Il settore, secondo la Cia, va inserito in un progetto più generale che preveda misure a favore delle imprese che investono in ricerca ed innovazione (l’esperienza maturata con il credito d’imposta può essere opportunamente riproposta).

Infine, un invito agli agricoltori ed alle loro rappresentanze a riorganizzarsi e a perseguire, con più determinazione e convinzione, la strategia della qualità certificata e l’impegno a discernere con più precisione i mercati per cui produrre.

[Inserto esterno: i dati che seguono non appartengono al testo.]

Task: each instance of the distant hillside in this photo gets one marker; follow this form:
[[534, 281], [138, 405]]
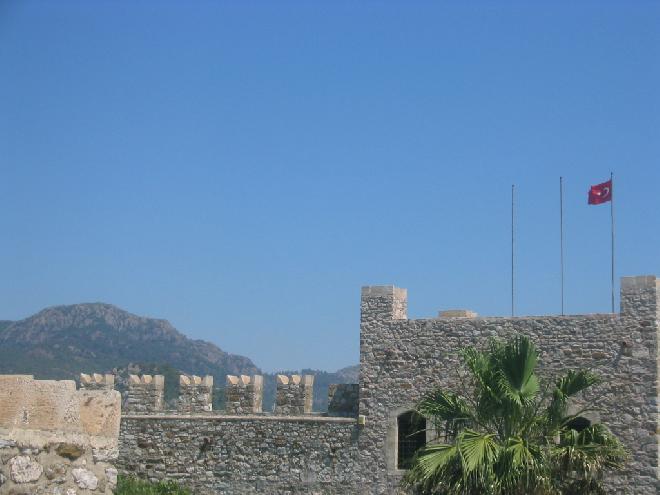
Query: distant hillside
[[63, 341]]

Le vicende, anche recenti, che hanno interessato l’agricoltura italiana hanno messo in evidenza -è stato sostenuto- un meccanismo distorto nella formazione del prezzo degli alimenti nel quale il ruolo della produzione risulta spesso irrilevante a causa soprattutto della frammentazione dell’offerta. Gli agricoltori, pertanto, devono fare uno sforzo in più ed associarsi rendendo possibile l’organizzazione e la commercializzazione del prodotto.

La strategia -è scaturito dalla Conferenza nazionale- deve essere duplice: da un lato tendere a consorziarsi per ridurre i costi attraverso l’utilizzo di servizi e strumenti comuni, dall’altra, fare “massa critica” con le produzioni in modo da assicurarsi un peso adeguato nella definizione dei prezzi all’origine.



Fonte: Cia

di C. S.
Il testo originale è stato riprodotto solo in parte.